The North Highland Line


The railway line from Inverness to Thurso and Wick in Caithness is the northernmost railway in the British Isles, and it is my preferred route in and out of home in Wick to the big city of Inverness some one hundred and twenty-five kilometres (somewhat less than eighty miles) away as the crow flies.

The timetable allows the train more than four hours to cover this distance because it does not travel in anything like a straight line; it only nods acknowledgement to the region’s main thoroughfare and transport route, the final stretch of the A9. Instead of hugging the coast, the line meanders inland at several points for historical and logistical reasons.

I shall tell you all about them as we take an imaginary ride from Inverness to Wick one sunny morning. First, we shall find some seats with clear views both right and left and place four hours worth of snacks and beverages on the table! [Covid-19 regulations allow for the removal of masks while eating and drinking.]

Inverness station does not have much about it worthy of comment. The original Victorian station was rebuilt in the 1960s in typical sixties corporation style.

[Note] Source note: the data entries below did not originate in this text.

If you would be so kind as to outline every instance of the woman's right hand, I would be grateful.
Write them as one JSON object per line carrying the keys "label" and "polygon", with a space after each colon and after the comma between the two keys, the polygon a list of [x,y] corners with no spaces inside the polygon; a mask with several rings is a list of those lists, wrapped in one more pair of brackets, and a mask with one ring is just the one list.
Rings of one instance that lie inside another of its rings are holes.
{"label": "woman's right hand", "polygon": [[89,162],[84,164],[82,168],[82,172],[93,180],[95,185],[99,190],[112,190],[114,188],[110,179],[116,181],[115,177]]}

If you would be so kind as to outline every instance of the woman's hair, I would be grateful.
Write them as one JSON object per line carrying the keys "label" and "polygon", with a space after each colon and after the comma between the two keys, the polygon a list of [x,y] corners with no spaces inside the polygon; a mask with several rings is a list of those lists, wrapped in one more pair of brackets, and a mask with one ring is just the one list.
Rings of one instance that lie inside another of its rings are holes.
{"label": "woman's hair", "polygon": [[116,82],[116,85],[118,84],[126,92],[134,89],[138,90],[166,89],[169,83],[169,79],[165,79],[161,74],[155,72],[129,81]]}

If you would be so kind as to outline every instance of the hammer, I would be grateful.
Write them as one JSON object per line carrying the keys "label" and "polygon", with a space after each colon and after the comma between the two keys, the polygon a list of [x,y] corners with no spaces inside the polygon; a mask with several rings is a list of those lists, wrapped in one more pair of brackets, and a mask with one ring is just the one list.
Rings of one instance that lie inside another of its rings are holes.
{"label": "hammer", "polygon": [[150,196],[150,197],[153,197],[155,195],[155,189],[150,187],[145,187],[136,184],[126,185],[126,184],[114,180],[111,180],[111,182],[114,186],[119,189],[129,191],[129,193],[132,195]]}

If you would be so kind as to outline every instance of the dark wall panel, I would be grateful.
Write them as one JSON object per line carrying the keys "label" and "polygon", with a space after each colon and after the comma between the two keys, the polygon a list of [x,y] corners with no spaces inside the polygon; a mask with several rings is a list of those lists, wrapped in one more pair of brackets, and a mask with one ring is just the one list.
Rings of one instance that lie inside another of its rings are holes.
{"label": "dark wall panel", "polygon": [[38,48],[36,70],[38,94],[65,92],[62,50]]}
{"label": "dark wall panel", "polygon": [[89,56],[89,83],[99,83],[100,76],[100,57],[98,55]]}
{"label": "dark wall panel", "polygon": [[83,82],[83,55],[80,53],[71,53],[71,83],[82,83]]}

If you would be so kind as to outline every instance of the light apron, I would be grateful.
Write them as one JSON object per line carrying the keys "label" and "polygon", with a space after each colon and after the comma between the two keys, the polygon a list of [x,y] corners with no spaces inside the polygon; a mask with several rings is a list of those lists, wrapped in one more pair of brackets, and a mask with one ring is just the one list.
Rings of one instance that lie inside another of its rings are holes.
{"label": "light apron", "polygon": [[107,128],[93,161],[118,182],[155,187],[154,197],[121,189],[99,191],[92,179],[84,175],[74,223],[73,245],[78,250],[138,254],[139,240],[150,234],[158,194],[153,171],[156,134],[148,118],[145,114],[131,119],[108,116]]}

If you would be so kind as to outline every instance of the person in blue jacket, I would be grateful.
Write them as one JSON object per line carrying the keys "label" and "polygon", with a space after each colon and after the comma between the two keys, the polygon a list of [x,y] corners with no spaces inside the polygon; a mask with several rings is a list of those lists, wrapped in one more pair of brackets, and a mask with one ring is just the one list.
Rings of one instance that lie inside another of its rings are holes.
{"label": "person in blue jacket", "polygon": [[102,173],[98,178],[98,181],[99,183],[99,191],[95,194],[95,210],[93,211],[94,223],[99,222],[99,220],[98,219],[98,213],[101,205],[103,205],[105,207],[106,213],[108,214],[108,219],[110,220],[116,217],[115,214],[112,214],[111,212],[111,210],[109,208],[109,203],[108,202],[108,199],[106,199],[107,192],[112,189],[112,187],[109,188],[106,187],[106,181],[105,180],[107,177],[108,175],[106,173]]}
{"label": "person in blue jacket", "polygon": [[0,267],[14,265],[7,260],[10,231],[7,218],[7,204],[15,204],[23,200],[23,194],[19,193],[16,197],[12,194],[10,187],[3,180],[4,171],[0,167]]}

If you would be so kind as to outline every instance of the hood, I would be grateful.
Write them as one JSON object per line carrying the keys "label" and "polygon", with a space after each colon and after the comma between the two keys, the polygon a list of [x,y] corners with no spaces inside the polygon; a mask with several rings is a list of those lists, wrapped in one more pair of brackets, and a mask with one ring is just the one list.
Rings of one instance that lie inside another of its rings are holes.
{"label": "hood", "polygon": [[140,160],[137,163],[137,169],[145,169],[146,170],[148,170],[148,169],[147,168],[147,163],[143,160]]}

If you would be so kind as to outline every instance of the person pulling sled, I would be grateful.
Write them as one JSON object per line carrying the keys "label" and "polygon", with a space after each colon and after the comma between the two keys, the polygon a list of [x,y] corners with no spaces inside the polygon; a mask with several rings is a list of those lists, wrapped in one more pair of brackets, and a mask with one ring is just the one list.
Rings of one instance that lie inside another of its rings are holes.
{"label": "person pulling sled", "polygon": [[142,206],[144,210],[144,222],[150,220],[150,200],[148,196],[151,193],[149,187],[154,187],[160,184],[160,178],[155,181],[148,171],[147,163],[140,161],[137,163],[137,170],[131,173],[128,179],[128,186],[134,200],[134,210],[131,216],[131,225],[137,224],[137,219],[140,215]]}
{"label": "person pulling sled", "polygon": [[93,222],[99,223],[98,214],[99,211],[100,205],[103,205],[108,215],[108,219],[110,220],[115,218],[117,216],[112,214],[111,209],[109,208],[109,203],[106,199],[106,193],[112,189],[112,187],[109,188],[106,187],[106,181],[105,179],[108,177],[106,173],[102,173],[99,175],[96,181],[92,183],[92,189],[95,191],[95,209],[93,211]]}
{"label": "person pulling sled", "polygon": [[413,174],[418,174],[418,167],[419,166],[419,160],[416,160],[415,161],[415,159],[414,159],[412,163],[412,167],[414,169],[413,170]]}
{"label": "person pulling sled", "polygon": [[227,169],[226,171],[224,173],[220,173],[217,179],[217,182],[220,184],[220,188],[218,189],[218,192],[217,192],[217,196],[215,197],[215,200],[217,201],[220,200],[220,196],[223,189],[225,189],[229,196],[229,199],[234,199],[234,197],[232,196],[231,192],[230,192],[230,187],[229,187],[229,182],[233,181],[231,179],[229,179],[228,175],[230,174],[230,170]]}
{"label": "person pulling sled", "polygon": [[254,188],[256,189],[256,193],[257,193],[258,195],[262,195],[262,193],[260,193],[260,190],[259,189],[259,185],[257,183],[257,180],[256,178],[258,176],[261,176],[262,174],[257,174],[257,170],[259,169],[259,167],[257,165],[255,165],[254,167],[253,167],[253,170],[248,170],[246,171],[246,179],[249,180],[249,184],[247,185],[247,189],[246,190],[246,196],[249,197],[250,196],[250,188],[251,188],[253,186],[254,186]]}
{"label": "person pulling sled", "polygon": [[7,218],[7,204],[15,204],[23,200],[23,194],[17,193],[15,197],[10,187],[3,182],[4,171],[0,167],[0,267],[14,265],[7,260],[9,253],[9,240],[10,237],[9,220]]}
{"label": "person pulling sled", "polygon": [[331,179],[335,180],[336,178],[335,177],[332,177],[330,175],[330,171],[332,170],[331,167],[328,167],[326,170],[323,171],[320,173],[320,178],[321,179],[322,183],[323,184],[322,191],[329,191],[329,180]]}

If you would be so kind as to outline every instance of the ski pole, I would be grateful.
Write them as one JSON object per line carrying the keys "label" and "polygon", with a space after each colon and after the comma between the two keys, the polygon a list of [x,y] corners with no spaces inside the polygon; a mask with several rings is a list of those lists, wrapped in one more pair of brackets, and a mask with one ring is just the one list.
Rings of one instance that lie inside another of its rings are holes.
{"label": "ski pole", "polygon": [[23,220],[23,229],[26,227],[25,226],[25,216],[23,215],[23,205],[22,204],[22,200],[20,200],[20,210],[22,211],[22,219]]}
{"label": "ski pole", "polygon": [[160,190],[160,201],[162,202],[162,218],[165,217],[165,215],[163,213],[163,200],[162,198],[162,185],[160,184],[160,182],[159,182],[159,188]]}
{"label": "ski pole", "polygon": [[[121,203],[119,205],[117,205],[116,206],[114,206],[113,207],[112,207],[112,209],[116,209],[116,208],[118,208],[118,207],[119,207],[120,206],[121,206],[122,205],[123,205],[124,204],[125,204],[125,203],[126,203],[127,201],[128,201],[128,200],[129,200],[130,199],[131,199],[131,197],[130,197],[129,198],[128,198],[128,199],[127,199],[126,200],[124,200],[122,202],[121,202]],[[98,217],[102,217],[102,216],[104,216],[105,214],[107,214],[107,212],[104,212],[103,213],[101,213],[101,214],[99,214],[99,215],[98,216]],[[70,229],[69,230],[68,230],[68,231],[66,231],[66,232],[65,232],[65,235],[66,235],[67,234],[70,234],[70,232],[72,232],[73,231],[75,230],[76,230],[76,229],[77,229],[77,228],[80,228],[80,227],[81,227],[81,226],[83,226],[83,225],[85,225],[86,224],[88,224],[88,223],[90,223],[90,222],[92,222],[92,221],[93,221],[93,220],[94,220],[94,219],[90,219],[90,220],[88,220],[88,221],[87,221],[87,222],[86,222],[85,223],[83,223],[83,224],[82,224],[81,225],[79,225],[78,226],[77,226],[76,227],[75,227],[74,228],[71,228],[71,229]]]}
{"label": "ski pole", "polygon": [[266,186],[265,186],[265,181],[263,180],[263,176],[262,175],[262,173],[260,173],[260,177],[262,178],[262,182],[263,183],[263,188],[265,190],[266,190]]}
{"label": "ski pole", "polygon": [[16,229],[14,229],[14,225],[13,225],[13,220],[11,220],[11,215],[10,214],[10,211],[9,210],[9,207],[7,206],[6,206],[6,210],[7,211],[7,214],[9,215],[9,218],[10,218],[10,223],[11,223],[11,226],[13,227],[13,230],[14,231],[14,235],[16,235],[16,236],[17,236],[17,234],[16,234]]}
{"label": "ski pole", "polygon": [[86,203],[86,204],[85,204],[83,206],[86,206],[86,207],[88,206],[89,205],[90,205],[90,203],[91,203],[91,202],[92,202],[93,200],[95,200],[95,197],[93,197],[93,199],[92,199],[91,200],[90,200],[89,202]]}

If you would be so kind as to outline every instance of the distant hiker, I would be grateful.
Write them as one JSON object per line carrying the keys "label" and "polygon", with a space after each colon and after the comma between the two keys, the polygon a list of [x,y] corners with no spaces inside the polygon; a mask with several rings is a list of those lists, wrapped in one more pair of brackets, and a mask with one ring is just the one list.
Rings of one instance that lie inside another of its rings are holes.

There is an old shunting shed remaining in Falcon Square that is now a restaurant and retail unit, and the railway works used to extend across the area where the Eastgate centre now stands and Morrisons behind it.

As the train pulls out, we turn to the north and travel through the industrial outskirts of the city till we are almost at the Beauly Firth where we turn west to cross the River Ness and almost immediately afterwards cross the swing bridge at the very start of the Caledonian Canal by the lock that separates it from the saltwater of the Firth.

The Suburbs

The sand flats and water to our right are the Beauly Firth, and as we travel along, we can glance back to the Kessock Bridge, specifically interesting because of its earthquake-proof construction. We shall look for shore and sea birds on the firth until we reach the end and cross the river feeding it at Beauly. Now we turn north to pass through the Muir of Ord (“muir” being Scots for moor and “òrd” being Gaelic for a rounded hill) the moorland of the rounded hill. Just a short way off is Castle Hill, an Iron age henge, the top of which is used as the thirteenth green for Muir of Ord golf course.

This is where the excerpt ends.